Conforme pasaban los años S odiaba cada vez más su trabajo. Sobre todo en tiempo de lluvias. La nausea era de las primeras sensaciones de su día, porque sabía que la rutina ordinaria se vería trastocada por el exceso de trabajo, y que sus compañeros lejos de ponerse las pilas, los muy mulas le dejarían a ella la mayoría de las llamadas. Pese a que se le torciera el hígado, ella atendería una queja tras otra, mientras los holgazanes se iban a desayunar, tardaban horas en el baño o simplemente dejaban sonar el teléfono. “Yo no soy una burócrata” se consolaba y por eso, en un principio, dedicaba sus ratos libres a conocer las otras áreas de CFE para investigar por qué a cada rato se iba la luz, las rutas de las cuadrillas de reparación y su demora, o el des-abasto de materiales del almacén.
Hace un año, por estas fechas, sucedió que las tormentas fueron terribles (o fue también porque ya de plano los transformadores estaban en las últimas), la cuestión es que hubo en la ciudad apagón tras apagón y las llamadas de los reportes aumentaron en número y furia. S en verdad intentó ser paciente con los usuarios. En las primeras horas del día se esmeró en amabilidad, incluso trató de tranquilizarlos con argumentos técnicos, les decía la estadística del número de colonias que habían quedado sin energía, les pasaba la clave de reporte, e incluso el número de la cuadrilla encargada de la zona. Ya para el mediodía se limitó a escucharlos, a dejar que se desahogaran. Así fue recibiendo historias de los daños: desde el que tenía qué acabar un trabajo en la computadora y mandarlo por mail, pasando por la descripción de todos los alimentos que las señoras reportaban se iban a descomponer en el refri, hasta los que tenían familiares enfermos que necesitaban aparatos. El que más le impresionó fue el señor de una restaurancito que con voz quebrada le dio cuenta de los kilos de carne que se le echarían a perder, le impresionó porque lo conocía (ella iba a veces al lugar), y porque fue justo con él, con quien S perdió los estribos. Le dijo, con lenguaje bastante florido, que ella no tenía la culpa, que dejara de estar… llamando.
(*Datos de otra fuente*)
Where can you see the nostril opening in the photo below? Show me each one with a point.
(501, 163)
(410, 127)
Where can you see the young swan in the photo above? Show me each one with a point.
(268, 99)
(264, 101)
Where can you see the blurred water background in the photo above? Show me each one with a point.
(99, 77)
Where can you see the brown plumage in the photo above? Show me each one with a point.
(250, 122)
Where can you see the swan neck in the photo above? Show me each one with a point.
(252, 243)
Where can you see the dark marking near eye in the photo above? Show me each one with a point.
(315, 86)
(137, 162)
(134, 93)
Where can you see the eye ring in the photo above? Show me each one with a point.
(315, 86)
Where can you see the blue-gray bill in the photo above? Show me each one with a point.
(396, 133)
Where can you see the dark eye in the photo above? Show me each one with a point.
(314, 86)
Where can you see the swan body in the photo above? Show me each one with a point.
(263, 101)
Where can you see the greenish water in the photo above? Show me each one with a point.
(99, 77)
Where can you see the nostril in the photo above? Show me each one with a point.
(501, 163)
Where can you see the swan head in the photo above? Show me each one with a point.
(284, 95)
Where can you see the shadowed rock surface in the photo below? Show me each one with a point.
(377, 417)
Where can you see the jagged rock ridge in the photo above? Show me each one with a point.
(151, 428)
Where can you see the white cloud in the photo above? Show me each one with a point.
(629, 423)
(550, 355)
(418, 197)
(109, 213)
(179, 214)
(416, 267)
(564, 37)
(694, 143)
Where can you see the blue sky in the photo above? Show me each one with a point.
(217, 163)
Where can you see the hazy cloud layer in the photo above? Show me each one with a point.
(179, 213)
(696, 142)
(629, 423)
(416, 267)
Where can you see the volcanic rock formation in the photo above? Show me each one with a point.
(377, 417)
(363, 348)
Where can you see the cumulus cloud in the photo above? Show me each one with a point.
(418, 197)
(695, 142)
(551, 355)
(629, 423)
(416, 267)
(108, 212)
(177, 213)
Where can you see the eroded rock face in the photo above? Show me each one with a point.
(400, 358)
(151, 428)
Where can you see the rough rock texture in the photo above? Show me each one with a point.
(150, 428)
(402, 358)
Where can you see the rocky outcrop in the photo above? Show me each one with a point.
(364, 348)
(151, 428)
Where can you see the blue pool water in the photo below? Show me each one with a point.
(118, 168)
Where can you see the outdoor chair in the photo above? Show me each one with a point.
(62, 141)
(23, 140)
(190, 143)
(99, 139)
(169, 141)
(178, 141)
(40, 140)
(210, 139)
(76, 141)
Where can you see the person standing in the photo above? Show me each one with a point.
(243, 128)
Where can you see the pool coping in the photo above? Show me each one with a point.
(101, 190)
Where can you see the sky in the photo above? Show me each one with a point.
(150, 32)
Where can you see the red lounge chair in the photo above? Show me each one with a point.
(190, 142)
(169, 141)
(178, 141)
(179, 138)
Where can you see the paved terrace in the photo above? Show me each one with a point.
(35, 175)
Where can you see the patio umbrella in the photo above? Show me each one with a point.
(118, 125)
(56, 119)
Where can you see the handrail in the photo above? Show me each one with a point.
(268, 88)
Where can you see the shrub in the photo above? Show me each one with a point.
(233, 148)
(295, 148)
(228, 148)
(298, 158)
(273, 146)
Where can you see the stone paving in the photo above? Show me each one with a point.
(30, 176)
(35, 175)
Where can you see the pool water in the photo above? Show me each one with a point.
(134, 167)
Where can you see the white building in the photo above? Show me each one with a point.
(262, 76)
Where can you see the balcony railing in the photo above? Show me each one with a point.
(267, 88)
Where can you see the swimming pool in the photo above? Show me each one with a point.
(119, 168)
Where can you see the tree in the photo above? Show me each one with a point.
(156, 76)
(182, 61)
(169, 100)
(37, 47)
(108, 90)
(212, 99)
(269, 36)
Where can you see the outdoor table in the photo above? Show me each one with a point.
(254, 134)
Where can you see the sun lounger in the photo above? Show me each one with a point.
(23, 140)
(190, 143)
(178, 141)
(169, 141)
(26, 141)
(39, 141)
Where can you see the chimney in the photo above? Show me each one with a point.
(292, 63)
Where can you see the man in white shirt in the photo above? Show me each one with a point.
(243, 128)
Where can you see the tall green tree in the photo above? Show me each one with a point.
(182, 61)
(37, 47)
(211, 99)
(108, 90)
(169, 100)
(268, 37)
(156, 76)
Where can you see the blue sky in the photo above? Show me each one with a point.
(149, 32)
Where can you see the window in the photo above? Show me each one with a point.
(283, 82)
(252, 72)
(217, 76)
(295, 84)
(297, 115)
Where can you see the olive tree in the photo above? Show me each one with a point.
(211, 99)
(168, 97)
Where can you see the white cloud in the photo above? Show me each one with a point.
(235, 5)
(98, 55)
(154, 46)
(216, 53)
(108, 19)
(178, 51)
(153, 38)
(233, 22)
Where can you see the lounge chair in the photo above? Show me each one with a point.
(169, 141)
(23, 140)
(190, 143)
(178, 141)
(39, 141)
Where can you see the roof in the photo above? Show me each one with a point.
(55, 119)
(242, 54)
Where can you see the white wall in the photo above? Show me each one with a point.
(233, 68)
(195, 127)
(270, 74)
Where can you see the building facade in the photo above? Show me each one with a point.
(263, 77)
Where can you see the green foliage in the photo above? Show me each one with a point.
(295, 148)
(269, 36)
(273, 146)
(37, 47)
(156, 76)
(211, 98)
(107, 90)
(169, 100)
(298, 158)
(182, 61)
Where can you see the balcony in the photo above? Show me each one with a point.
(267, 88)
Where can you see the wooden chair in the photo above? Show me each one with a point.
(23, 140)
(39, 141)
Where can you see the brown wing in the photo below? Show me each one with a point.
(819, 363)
Ese día terminó en Urgencias del IMSS porque le entró un dolor agudísimo en el estómago, que resultó ser no apendicitis sino una crisis nerviosa. De ahí salió con una cita (programada a 3 meses después), para salud mental. Pero S ya llevaba su plan de sanación. A los pocos días buscó a su amiga que trabajaba en telemarketing y así consiguió un turno para promocionar productos bancarios y ser ella la que atosigara a los usuarios. Era muy buena para cacharlos en sus mentiras: ellos se hacían pasar por personas de servicio, ser de la tercera edad, fingir tos o dejar el teléfono colgado cerca de la bocina de la tele. S no se inmutaba, simplemente pasaba el reporte para que fueran llamados al día siguiente.
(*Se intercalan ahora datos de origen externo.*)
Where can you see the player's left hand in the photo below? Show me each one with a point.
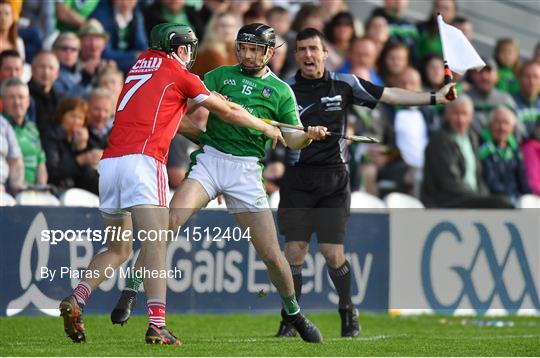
(275, 135)
(448, 91)
(317, 132)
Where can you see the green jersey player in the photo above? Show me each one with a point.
(229, 161)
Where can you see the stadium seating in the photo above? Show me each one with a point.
(362, 200)
(402, 201)
(7, 200)
(529, 201)
(32, 197)
(79, 197)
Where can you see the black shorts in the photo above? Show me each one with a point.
(314, 200)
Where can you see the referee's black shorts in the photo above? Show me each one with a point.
(314, 200)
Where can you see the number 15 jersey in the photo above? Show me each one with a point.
(151, 106)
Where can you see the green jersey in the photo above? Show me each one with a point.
(265, 97)
(33, 154)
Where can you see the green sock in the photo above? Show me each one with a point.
(290, 305)
(133, 282)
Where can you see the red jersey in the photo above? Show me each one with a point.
(151, 106)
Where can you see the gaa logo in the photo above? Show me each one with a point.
(267, 92)
(502, 268)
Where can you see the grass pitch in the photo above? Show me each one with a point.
(251, 335)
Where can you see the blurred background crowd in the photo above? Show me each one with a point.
(62, 66)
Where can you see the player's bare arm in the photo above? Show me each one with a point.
(299, 140)
(189, 129)
(399, 96)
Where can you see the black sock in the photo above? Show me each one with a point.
(341, 277)
(297, 279)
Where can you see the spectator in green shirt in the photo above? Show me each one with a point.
(507, 56)
(16, 99)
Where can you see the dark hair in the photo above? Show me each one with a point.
(310, 33)
(371, 19)
(381, 62)
(70, 104)
(8, 53)
(423, 67)
(12, 32)
(338, 19)
(498, 47)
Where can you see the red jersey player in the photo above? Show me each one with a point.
(133, 184)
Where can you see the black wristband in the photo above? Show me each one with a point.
(433, 98)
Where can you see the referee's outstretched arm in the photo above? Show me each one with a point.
(399, 96)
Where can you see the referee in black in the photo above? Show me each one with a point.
(315, 190)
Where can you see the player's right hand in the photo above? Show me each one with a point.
(275, 134)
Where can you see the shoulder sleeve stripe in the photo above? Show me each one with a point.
(200, 98)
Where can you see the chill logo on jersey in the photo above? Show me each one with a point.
(267, 92)
(147, 64)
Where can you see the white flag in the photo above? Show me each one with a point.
(457, 50)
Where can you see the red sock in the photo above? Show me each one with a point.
(156, 312)
(82, 292)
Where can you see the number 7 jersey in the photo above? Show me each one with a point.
(151, 106)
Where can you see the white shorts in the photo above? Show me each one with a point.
(239, 179)
(131, 180)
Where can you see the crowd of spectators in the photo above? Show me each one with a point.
(62, 66)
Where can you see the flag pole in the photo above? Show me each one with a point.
(447, 71)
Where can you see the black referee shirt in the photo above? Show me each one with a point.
(326, 102)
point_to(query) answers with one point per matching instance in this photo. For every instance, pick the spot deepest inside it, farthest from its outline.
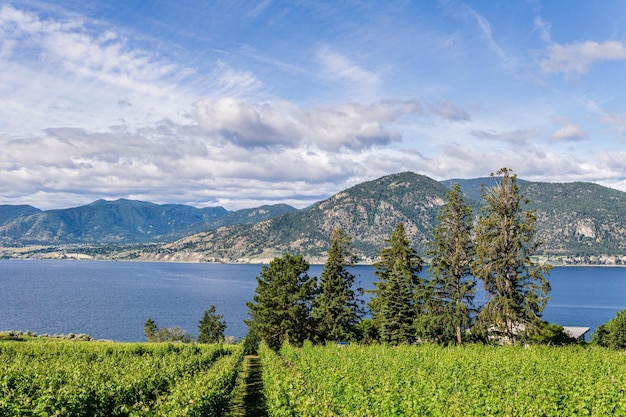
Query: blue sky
(244, 103)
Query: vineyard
(116, 379)
(60, 378)
(475, 380)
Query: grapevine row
(109, 379)
(473, 380)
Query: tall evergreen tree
(336, 307)
(282, 302)
(516, 285)
(452, 283)
(211, 327)
(397, 297)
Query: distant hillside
(578, 223)
(120, 222)
(582, 221)
(368, 212)
(9, 212)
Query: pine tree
(453, 286)
(397, 297)
(336, 308)
(516, 285)
(282, 302)
(211, 327)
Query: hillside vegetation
(578, 223)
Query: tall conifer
(452, 251)
(337, 309)
(396, 298)
(282, 302)
(516, 285)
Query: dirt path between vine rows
(250, 402)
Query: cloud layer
(240, 106)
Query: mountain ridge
(578, 222)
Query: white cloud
(516, 137)
(544, 30)
(577, 57)
(616, 120)
(569, 132)
(280, 123)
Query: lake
(112, 300)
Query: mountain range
(578, 223)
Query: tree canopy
(211, 327)
(282, 302)
(336, 308)
(516, 285)
(396, 299)
(452, 283)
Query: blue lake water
(112, 300)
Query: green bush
(612, 333)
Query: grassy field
(63, 378)
(473, 380)
(44, 377)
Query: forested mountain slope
(582, 221)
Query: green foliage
(165, 334)
(612, 333)
(115, 379)
(149, 330)
(504, 242)
(282, 302)
(430, 380)
(211, 327)
(551, 334)
(399, 291)
(452, 252)
(336, 309)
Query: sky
(244, 103)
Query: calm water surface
(112, 300)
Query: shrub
(612, 333)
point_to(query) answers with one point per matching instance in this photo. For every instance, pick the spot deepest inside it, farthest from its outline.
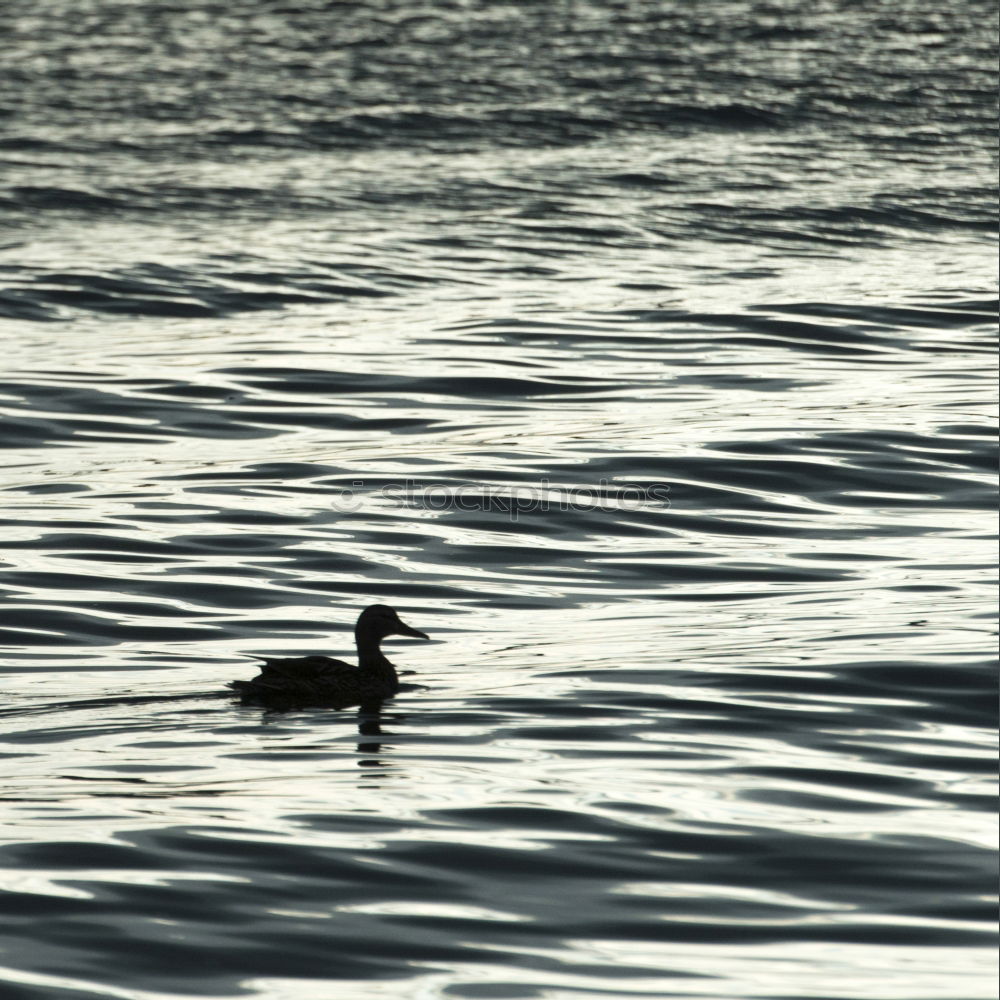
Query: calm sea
(640, 352)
Bueno, en una ocasión sí se alteró. Se trataba de un sujeto bastante obstinado que se puso a debatirle sobre su derecho a no ser llamado, ella insistió con saña en el beneficio de tener una tarjeta adicional, entonces él le preguntó a bocajarro “¿cómo estás vestida?”. S colgó asustada, pero no durmió bien pensando en que el sujeto la había derrotado, por ello se decidió a hablarle de nuevo al día siguiente… Al paso de los meses ellos fueron cambiando de temas, hasta que llegó el momento en que decidieron conocerse en persona. Se vieron en un lugar del centro, no tenían ni 20 minutos, cuando se escuchó un trueno espantoso y se fue la luz. No llamaron al 071, simplemente disfrutaron la intimidad de la noche.